Day of the Dragon

To: Steve Read <>, "<>" <>
Subject: Day of the Dragon
From: David Rees <>
Date: Wed, 21 Dec 2016 21:53:04 +0000

A close relation of the Australian Hobby is the Eurasian Hobby - a similar but more colourful bird, esp. the males.  They too are classic dragonfly hunters and I have watched them many times hunt dragonflies over bogs in the south of England. They also nail swallows and martins.


On Thu, Dec 22, 2016 at 8:34 AM, Steve Read <> wrote:

Hi all – as I think I’ve mentioned before on the chatline, while living in Ballarat I used to regularly watch the local hobby hawking for dragonflies at dusk over Lake Wendouree, then disassembling and eating them while flying.





From: Harvey Perkins [
Sent: Thursday, 22 December 2016 8:22 AM
To: David Rees <>
Cc: Geoffrey Dabb <>; Canberra Birds <m("","canberrabirds");" target="_blank">>
Subject: Re: [canberrabirds] Day of the Dragon


Geoff, David - some interesting observations. In all the time I've spent surveying dragonflies I've rarely seen much in the way of predation. I've seen Bee-eaters that had caught them, but that is the only bird I've seen with a captured dragonfly. On Monday this week I witnessed an asilid (robber fly) capture and begin to eat a male Red & Blue Damselfly (which was longer than it was). Otherwise I've seen many damselflies caught in spiders' webs (mainly Tetragnathidae - long-jawed spiders).

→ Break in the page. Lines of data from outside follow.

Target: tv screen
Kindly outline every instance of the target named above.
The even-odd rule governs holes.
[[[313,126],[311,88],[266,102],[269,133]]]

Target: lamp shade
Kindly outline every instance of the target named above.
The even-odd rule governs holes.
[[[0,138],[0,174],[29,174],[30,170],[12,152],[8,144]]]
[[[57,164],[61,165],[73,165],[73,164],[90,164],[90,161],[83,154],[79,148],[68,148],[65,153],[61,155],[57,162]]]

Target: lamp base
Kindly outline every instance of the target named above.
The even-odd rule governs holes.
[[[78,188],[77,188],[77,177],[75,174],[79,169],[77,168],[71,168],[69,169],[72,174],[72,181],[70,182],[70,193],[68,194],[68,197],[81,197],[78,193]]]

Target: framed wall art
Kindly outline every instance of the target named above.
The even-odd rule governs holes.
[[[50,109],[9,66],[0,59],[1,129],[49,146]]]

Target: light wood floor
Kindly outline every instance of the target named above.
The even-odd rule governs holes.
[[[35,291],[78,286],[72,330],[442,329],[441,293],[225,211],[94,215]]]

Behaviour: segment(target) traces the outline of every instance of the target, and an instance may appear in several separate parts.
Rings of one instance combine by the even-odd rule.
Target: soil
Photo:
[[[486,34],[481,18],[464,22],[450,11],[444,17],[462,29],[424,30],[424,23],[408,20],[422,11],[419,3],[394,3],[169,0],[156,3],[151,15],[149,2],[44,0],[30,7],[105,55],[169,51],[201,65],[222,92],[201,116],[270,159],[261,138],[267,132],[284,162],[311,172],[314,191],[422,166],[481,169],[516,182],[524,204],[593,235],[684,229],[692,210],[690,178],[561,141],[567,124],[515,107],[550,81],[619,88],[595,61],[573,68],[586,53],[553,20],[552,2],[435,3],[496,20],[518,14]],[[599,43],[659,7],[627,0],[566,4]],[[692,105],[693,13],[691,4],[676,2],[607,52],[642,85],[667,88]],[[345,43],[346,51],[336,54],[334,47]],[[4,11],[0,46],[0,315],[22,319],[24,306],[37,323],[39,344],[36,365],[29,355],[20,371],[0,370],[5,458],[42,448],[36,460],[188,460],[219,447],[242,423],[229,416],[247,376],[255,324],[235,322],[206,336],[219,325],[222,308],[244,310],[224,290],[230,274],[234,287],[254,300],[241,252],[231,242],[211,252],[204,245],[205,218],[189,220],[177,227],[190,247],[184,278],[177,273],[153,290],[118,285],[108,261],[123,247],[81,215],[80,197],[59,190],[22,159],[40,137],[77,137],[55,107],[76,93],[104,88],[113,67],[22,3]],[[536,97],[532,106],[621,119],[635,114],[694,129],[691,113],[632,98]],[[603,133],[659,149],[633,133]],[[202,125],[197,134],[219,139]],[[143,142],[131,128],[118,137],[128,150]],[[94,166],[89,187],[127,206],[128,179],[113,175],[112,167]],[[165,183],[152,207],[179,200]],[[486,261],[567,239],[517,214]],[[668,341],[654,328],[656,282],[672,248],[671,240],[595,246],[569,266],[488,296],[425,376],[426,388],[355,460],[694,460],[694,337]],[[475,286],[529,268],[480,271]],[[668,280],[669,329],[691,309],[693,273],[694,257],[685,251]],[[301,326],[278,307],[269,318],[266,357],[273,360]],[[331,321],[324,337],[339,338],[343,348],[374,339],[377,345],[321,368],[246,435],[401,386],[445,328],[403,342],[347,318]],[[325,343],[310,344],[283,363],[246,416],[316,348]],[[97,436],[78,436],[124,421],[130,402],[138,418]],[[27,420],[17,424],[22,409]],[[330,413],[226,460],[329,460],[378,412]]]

I think the aerial abilities of dragonflies, despite the hovering tendency of some species, including the Tau Emerald, would normally give them the advantage over most birds. They often have scuffles in the air, mostly intra-specific but also inter-specific, which might distract them and make them more vulnerable; and females might also be more vulnerable when depositing eggs. But by and large it seems to me that predation by birds is fairly uncommon. More than happy to be given further evidence to the contrary!




On 21 December 2016 at 15:36, David Rees <> wrote:



I was also there at the time, it appeared to me that it was an individual bird doing this, though given how good it was it might catch on.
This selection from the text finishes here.